The World Health Organization reiterated Monday that South Africa’s ongoing foodborne illness outbreak is the largest listeriosis outbreak ever recorded globally.

Health officials in South Africa on Sunday named a ready-to-eat meat product known as “polony” produced by Tiger’s Enterprise Food as the likely cause of the outbreak’s nearly 1,000 cases and 180 deaths. The WHO officially declared the outbreak in December 2017. In January this year the international agency said it was the largest outbreak ever. The death toll was 67 at that point.

On Monday, the developments came quickly. One African country after another banned imports of South African meats, following the public warning from South Africa’s public health department that urged people to avoid processed meats. The warning notice says the contamination involves more than one production facility.

Namibia, Mozambique, Malawi, Zambia, and Botswana all announced the suspension of processed meat imports from South Africa after hearing a manufacturer there was the named as the source of the outbreak.

Mozambique’s ministry of agriculture and food security took the next predictable step in ordering the products immediately removed from that country’s commercial establishments. Others took the same action.

South Africa produced $412 billion in processed meats in 2017 with Tiger Brands being the most significant player with about one-third of the market.

Also on Monday, the South African government responded to criticism that health officials took too long to discover the source of the Listeria monocytogenes. A spokesman for South Africa’s Health Ministry said the meat processing industry went for months without cooperating with the investigation.

Both Tiger Brands and RCL Foods, who health officials Sunday said are targets of the investigation, along with Eskort, Rhodes and Astral, say they’ve fulfilled all requests from health officials.

Tiger Brands CEO Lawrence McDougall told local media there is no “direct link” between the deaths and its cold meat products. His statement seemingly contradicts Health Minister Aaron Motsoaledi’s announcement Sunday implicating the Tiger Brands factory in Polokwane.

McDougall did say Tiger Brands, which owns Enterprise Foods, is executing the government’s recall order and being “extra cautious and vigilant.”

Publicly traded shares of both Tiger Brands and RCL Foods fell sharply but then recovered, during Monday market activity.
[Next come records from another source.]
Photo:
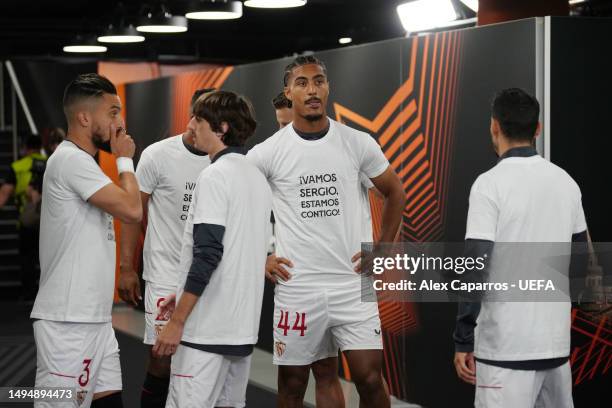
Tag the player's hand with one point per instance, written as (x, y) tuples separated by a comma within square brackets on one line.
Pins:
[(122, 145), (129, 286), (166, 308), (275, 269), (466, 367), (168, 339)]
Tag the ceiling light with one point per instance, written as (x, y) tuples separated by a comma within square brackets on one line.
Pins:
[(121, 35), (214, 10), (162, 23), (419, 15), (274, 3), (472, 4), (84, 45)]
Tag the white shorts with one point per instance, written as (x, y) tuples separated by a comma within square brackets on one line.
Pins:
[(155, 293), (199, 379), (498, 387), (312, 326), (81, 356)]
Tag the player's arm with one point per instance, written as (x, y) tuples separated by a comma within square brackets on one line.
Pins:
[(129, 281), (479, 242), (390, 186), (123, 201)]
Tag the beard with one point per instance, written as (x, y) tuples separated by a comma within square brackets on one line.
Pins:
[(98, 141)]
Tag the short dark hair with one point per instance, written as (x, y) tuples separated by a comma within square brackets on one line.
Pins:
[(32, 142), (280, 101), (517, 113), (198, 93), (301, 61), (86, 86), (225, 106)]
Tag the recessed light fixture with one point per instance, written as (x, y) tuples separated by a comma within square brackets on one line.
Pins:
[(84, 45), (419, 15), (214, 10), (274, 3), (121, 35)]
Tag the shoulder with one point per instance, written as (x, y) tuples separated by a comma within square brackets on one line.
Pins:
[(275, 140), (350, 134), (159, 147)]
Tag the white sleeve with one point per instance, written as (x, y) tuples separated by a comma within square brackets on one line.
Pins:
[(211, 198), (84, 176), (257, 158), (373, 161), (482, 213), (147, 173)]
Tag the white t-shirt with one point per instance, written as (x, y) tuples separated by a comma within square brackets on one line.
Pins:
[(77, 241), (230, 192), (524, 200), (318, 200), (168, 172)]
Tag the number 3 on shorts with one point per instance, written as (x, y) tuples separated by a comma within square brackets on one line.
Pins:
[(84, 381), (298, 325)]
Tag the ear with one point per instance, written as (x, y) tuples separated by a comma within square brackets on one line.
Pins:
[(83, 118), (538, 130)]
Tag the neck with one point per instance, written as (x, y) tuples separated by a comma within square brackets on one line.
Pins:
[(307, 126), (83, 141), (504, 147)]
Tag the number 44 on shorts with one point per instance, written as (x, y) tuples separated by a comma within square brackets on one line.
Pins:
[(298, 325)]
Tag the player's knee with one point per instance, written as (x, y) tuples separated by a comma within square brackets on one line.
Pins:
[(368, 383)]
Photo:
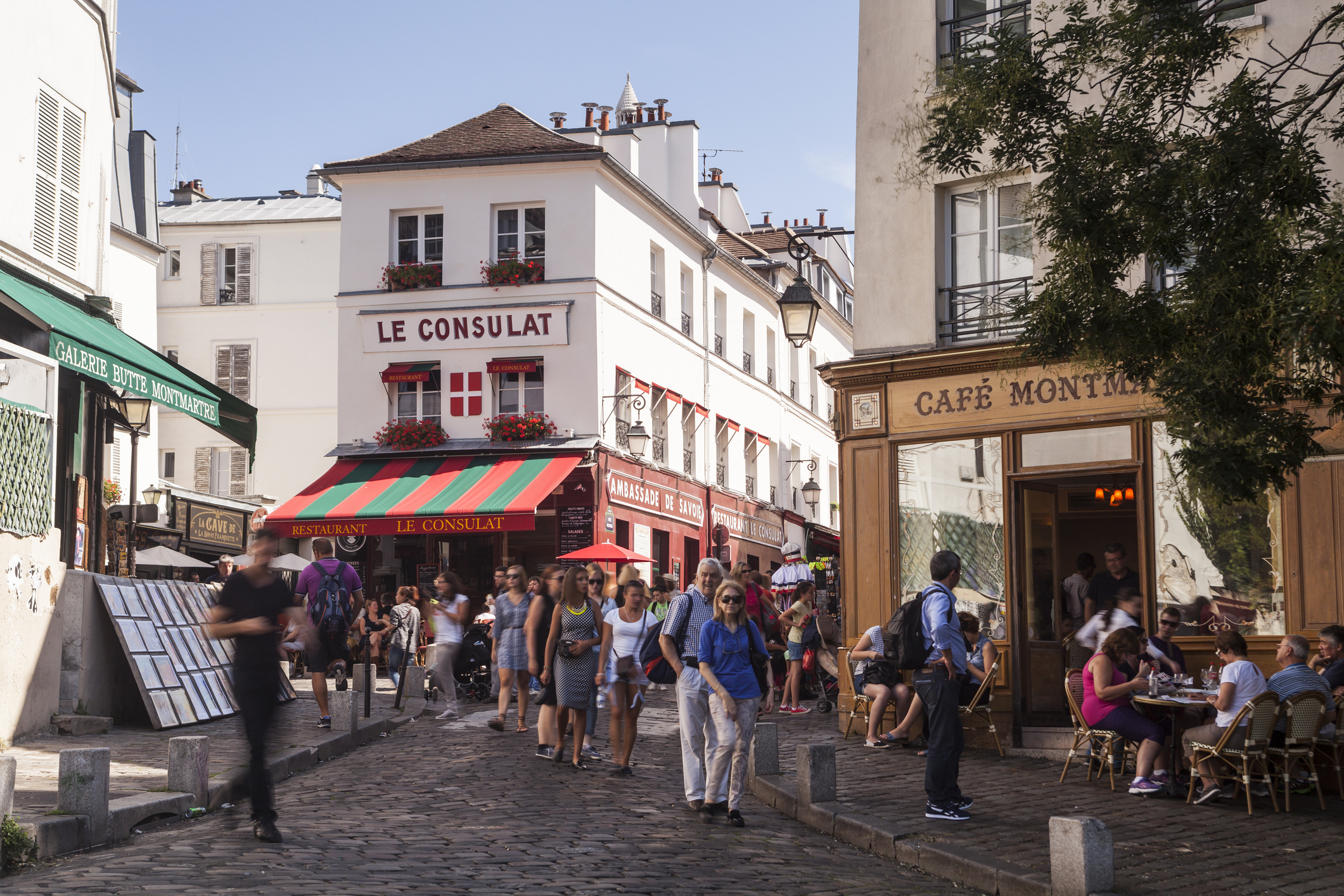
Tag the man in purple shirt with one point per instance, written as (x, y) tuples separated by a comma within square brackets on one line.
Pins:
[(331, 652)]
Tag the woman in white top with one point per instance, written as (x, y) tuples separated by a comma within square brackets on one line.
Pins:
[(1241, 681), (876, 677), (624, 632)]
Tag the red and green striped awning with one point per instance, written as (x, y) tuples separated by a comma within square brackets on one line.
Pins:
[(424, 495)]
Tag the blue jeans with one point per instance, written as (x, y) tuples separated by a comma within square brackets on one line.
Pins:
[(942, 726)]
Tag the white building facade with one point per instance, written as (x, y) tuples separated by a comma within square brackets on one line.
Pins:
[(246, 300), (639, 301)]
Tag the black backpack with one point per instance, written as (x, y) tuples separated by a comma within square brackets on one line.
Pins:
[(904, 639)]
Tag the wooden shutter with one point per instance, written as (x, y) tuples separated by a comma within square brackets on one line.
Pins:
[(49, 163), (72, 143), (237, 472), (241, 386), (243, 277), (208, 295), (202, 472)]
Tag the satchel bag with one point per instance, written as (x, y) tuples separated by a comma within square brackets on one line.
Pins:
[(627, 667)]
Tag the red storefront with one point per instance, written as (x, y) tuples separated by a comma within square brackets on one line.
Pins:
[(745, 530), (656, 513)]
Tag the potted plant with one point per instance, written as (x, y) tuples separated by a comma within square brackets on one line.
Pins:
[(513, 272), (410, 434), (519, 428), (412, 276)]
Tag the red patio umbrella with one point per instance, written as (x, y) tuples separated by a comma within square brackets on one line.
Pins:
[(606, 553)]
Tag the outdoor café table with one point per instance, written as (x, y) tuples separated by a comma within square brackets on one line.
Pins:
[(1174, 704)]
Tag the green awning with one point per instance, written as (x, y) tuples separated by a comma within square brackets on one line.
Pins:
[(86, 342)]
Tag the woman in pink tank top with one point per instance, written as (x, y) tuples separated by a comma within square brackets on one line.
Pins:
[(1106, 707)]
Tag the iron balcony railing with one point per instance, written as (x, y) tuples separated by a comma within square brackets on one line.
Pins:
[(980, 312), (968, 37)]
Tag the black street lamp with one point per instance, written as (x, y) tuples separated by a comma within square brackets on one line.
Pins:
[(798, 308)]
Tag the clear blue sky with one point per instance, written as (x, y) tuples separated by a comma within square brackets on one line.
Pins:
[(265, 89)]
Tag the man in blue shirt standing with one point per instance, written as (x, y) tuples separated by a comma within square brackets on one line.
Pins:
[(938, 684)]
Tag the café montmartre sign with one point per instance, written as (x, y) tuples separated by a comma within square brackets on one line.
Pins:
[(1009, 397), (436, 330)]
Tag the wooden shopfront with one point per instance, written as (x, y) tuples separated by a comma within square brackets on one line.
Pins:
[(1020, 471)]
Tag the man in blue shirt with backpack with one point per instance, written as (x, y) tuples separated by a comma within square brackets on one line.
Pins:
[(335, 597), (938, 684)]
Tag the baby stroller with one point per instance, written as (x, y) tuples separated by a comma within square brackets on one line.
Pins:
[(472, 668)]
Motsoaledi has warned South Africans to “avoid all processed meat products sold as ready to eat” and says pregnant women should avoid any processed meat “like the plague.”

The warnings about processed meats also set off a “cleaning frenzy” across South Africa Monday.

From small grocery stores to the country’s largest supermarkets, ready-to-eat meat shelves were cleared and cleaned. People cleaned home refrigerators with diluted bleach after tossing out all their “polony” products.

Across South Africa, people lined up to return their processed meat products and get reimbursed for what they paid for the protein.